Het enige opbeurende dat me bijbleef van David Attenboroughs film A Life on our planet was Costa Rica. Het Midden-Amerikaanse landje was rond 1900 voor driekwart bedekt met tropisch regenwoud en wildernis. Een halve eeuw later was daar nog een kwart van over. Er kwam een president – José Figueres Ferrer – die het leger afschafte (‘Als de Amerikanen ons land willen binnenlopen doen ze dat toch wel’) en het uitgespaarde geld stak in het subsidiëren van landeigenaren die hun land weer ‘wild’ moesten maken. In vijfentwintig jaar tijd, zei sir David, was een kwart van Costa Rica’s ontgonnen grondgebied teruggebracht tot beschermd gebied of nationaal park dat in soortenrijkdom niet onderdeed voor de klassieke tropische bossen. Voor degenen die nu denken dat Costa Rica hierdoor aan de bedelstaf is geraakt: Costa Rica is in Centraal Amerika een eenzaam eiland van welvaart en voorspoed temidden van ellende en burgeroorlogen.

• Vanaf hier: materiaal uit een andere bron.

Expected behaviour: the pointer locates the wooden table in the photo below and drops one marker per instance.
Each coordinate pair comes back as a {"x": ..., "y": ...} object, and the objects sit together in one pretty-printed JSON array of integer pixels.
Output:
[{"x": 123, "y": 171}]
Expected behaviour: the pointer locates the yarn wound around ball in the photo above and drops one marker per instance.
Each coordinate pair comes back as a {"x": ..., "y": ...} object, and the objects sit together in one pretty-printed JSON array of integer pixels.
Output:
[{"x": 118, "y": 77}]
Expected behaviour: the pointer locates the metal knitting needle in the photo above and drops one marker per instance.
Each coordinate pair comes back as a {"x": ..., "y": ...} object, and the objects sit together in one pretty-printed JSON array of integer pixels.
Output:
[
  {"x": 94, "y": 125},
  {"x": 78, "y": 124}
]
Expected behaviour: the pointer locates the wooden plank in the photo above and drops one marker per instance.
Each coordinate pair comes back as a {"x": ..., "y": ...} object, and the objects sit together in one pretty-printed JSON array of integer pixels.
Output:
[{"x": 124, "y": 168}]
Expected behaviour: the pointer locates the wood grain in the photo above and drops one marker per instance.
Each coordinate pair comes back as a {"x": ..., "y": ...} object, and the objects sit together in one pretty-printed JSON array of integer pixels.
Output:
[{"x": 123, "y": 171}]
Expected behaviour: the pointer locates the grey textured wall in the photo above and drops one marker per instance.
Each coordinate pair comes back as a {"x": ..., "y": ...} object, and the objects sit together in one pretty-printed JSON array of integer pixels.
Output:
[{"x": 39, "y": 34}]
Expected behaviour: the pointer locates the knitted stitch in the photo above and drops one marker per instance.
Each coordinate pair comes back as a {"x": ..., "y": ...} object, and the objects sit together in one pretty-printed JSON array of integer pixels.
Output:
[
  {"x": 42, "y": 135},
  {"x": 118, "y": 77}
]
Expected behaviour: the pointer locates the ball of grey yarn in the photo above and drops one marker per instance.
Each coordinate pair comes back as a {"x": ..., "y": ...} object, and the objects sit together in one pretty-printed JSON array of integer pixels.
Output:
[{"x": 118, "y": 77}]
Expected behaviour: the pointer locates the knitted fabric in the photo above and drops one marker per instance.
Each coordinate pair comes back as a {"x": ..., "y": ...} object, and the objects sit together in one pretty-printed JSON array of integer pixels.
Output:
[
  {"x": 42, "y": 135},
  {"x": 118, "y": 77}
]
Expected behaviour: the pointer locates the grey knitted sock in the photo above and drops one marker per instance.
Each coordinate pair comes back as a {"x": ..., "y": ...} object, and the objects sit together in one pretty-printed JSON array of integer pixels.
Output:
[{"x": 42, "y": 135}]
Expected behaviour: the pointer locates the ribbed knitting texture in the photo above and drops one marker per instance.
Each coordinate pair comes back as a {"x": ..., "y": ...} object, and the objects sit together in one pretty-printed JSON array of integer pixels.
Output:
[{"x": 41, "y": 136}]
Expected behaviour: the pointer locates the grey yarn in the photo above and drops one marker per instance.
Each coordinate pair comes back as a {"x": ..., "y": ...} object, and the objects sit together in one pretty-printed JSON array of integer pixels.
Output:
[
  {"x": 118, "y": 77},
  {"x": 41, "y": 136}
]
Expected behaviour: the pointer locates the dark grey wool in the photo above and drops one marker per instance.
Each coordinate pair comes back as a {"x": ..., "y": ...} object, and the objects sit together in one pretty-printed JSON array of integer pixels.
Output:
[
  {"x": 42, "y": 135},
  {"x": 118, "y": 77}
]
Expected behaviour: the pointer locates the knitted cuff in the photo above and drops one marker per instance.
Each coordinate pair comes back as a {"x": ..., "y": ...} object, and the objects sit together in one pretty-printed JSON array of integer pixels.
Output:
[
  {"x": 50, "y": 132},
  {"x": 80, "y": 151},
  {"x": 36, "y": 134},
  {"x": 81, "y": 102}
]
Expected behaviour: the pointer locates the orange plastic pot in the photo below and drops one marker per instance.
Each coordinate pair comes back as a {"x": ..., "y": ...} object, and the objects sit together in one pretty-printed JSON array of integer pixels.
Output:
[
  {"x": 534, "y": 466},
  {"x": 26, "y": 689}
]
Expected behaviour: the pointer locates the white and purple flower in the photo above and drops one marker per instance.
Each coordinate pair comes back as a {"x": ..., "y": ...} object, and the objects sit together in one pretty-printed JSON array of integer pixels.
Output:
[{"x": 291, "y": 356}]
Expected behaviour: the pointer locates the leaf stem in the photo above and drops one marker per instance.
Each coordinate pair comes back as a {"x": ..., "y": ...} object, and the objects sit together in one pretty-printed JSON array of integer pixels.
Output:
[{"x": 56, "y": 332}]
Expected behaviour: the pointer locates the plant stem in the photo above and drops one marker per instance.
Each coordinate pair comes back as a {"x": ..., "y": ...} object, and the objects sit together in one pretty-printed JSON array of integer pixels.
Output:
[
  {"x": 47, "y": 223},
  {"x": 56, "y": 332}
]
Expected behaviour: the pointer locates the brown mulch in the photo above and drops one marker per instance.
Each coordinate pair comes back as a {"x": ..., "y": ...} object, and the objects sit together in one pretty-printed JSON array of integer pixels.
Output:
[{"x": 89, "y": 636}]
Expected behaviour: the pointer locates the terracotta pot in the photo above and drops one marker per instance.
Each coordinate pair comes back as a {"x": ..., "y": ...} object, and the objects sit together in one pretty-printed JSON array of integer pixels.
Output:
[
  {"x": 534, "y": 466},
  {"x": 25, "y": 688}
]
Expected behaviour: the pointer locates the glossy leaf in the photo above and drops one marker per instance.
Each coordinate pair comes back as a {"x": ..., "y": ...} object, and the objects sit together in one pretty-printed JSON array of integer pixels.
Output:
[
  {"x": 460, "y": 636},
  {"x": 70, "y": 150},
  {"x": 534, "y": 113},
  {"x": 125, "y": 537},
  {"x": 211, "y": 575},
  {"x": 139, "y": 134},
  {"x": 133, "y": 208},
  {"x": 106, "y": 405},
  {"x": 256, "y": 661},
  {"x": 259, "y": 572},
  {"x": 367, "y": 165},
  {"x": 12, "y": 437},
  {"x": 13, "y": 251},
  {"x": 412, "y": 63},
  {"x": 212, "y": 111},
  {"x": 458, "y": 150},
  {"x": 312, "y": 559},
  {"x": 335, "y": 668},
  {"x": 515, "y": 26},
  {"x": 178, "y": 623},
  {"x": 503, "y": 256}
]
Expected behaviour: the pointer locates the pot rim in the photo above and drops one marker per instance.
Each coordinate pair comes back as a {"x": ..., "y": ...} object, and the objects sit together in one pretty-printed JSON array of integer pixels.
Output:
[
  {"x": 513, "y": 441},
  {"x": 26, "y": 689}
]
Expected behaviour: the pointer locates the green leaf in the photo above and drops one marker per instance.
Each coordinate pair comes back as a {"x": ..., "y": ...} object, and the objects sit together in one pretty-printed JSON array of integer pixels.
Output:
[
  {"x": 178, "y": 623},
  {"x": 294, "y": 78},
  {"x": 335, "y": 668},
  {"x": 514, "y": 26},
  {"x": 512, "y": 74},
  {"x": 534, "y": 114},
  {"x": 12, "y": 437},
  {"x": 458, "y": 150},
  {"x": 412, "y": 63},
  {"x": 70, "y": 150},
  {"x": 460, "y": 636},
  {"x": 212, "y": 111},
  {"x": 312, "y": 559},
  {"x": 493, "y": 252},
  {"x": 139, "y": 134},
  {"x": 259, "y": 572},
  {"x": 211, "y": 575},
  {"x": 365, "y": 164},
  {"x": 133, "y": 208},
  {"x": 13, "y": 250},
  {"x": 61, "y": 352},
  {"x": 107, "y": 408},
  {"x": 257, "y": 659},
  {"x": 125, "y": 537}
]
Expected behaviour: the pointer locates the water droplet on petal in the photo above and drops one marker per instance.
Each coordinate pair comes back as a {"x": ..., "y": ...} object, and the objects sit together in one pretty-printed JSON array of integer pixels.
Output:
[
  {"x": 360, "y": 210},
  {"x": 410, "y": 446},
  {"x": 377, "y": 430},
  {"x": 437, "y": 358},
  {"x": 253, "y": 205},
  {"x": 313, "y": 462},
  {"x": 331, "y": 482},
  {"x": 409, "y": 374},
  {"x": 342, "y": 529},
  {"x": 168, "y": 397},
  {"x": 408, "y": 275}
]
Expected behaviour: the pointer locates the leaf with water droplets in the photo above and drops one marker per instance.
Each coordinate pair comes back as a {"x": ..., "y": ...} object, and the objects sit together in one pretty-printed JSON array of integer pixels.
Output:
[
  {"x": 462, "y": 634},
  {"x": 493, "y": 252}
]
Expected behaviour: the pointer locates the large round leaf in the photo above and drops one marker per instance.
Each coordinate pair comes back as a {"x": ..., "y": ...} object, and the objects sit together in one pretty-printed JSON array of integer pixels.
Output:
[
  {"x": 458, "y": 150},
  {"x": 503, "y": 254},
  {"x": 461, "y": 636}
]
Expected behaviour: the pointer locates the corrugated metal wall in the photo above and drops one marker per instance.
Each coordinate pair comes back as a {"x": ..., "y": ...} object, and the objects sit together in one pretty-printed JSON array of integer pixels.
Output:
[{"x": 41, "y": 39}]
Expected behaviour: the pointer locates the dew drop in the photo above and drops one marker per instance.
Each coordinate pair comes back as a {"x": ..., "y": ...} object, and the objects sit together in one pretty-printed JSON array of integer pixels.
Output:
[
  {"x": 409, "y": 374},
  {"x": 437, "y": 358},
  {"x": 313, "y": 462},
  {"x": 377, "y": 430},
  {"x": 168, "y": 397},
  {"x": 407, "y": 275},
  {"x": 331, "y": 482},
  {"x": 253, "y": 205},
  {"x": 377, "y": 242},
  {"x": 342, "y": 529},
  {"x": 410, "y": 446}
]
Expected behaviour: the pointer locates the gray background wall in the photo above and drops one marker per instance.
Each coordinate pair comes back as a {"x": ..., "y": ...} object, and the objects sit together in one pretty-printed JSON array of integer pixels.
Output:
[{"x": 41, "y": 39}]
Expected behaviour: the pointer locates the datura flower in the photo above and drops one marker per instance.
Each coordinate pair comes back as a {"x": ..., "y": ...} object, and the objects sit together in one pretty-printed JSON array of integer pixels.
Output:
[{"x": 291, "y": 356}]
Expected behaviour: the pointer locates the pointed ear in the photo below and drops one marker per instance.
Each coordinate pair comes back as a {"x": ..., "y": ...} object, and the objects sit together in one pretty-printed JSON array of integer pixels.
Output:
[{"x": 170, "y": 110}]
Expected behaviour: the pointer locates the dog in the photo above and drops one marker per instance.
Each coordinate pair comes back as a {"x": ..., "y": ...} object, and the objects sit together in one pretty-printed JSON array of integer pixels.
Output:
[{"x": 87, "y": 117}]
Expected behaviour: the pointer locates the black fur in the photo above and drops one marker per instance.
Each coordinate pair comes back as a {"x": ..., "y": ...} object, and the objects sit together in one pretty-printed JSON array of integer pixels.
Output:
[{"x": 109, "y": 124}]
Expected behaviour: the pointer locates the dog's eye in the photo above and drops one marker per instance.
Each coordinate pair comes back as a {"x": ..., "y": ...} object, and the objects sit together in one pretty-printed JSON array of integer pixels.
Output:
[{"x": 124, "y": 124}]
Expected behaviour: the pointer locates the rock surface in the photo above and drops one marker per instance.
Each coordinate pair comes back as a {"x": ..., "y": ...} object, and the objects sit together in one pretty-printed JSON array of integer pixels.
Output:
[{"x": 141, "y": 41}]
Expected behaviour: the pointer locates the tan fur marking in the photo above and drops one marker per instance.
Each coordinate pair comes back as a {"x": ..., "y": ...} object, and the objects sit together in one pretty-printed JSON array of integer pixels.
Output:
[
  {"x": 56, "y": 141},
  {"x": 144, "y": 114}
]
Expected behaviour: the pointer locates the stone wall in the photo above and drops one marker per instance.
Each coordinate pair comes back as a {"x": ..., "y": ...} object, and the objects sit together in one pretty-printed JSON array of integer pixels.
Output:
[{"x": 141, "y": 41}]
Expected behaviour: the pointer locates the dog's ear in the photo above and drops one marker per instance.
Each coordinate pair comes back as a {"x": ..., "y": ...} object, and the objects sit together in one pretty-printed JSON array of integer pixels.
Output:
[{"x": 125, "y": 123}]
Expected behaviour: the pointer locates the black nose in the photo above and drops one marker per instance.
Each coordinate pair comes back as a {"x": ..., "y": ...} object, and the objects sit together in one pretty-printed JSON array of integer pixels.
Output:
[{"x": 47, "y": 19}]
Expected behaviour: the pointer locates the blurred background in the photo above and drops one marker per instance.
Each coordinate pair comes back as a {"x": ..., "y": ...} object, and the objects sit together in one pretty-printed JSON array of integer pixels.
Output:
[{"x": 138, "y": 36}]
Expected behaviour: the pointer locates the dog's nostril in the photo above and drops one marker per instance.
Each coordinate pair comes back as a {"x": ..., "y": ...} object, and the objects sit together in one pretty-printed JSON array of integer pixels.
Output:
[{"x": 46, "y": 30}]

In het rijtje hoopvolle voorbeelden kwam ook ons landje langs met zijn ‘relatively small family owned farms’ met een enorme opbrengst per hectare. We zagen kassen, akkerbouw. Wijselijk had sir David de camera niet gericht op de mestoverschotten, de methaan, ammoniak en stikstof, om nog maar te zwijgen over de 120 miljoen industrieel samengepakte landbouwhuisdieren: die stinkende, sudderende vaatdoek op het aanrecht – of, in de woorden van de WHO, die alarmerende hot spot voor virusuitbraken – waar niemand met macht zijn vingers aan wilde branden.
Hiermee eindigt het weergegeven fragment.